Structural genomics programs have developed and applied structure-determination pipelines to a wide range of protein targets, facilitating the visualization of macromolecular interactions and the understanding of their molecular and biochemical functions. The fundamental question of whether three-dimensional structures of all proteins and all functional annotations can be determined using X-ray crystallography is investigated. A first-of-its-kind large-scale analysis of crystallization propensity for all proteins encoded in 1953 fully sequenced genomes was performed. It is shown that current X-ray crystallographic knowhow combined with homology modeling can provide structures for 25% of modeling families (protein clusters for which structural models can be obtained through homology modeling), with at least one structural model produced for each Gene Ontology functional annotation. The coverage varies between superkingdoms, with 19% for eukaryotes, 35% for bacteria and 49% for archaea, and with those of viruses following the coverage values of their hosts. It is shown that the crystallization propensities of proteomes from the taxonomic superkingdoms are distinct. The use of knowledge-based target selection is shown to substantially increase the ability to produce X-ray structures. It is demonstrated that the human proteome has one of the highest attainable coverage values among eukaryotes, and GPCR membrane proteins suitable for X-ray structure determination were determined.

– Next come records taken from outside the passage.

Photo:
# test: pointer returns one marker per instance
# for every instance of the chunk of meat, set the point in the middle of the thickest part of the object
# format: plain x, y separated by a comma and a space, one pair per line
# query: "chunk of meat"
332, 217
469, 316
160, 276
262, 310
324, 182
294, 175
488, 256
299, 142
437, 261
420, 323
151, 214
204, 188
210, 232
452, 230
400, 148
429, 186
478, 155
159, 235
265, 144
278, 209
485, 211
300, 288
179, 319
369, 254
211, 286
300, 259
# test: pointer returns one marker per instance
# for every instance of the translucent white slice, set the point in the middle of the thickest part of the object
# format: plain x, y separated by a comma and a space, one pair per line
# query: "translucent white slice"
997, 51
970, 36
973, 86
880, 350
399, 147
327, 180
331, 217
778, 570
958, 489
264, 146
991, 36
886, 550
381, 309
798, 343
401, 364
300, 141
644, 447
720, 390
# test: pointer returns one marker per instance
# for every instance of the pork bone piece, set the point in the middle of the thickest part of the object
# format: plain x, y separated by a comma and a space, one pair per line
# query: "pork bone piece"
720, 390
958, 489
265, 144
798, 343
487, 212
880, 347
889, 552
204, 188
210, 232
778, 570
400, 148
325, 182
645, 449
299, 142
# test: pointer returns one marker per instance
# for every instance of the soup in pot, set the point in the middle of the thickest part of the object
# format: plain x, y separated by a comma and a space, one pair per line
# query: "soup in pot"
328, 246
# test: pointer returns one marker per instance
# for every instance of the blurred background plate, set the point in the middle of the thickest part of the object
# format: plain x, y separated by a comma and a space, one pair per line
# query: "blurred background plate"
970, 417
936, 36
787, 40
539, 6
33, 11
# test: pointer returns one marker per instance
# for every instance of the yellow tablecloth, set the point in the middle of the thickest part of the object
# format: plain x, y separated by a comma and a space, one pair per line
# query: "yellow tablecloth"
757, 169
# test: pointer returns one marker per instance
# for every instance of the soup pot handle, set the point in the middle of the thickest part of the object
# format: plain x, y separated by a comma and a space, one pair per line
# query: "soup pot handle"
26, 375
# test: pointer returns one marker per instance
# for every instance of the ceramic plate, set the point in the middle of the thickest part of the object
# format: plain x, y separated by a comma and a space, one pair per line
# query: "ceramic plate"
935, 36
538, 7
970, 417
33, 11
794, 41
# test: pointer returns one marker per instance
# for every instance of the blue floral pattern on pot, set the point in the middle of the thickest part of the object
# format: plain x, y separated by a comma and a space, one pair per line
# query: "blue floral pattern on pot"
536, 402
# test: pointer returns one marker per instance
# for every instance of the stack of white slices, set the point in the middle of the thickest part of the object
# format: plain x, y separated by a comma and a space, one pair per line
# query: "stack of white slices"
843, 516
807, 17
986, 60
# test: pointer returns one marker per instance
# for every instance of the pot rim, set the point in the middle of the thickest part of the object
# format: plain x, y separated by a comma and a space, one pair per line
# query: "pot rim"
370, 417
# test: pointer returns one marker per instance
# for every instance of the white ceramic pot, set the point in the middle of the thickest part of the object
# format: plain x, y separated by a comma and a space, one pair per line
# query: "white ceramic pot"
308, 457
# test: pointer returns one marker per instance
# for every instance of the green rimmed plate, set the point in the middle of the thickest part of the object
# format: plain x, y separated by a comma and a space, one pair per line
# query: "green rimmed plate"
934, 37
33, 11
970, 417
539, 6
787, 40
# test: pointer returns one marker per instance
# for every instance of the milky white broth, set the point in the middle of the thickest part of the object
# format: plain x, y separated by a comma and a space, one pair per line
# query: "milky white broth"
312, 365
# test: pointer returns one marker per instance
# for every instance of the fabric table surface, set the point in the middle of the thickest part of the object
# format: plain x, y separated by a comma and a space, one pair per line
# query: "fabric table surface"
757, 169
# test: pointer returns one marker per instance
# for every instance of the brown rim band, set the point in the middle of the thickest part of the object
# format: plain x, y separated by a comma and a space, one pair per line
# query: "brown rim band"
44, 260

结构基因组学项目已经开发并将结构测定流程应用于广泛的蛋白质靶点,促进了大分子相互作用的可视化以及对其分子和生化功能的理解。本文研究了是否可以使用X射线晶体学确定所有蛋白质的三维结构和所有功能注释这一基本问题。对1953个全测序基因组中编码的所有蛋白质的结晶倾向进行了首次大规模分析。结果表明,当前的X射线晶体学技术与同源建模相结合,可以为25%的建模家族(可通过同源建模获得结构模型的蛋白质簇)提供结构,并且为每个基因本体功能注释至少生成一个结构模型。不同超界的覆盖率有所不同,真核生物为19%,细菌为35%,古细菌为49%,病毒的覆盖率则与其宿主的覆盖率一致。结果表明,分类超界中蛋白质组的结晶倾向各不相同。研究表明,基于知识的靶点选择能显著提高产生X射线结构的能力。结果证明,人类蛋白质组在真核生物中具有最高的可实现覆盖率之一,并且确定了适合进行X射线结构测定的GPCR膜蛋白。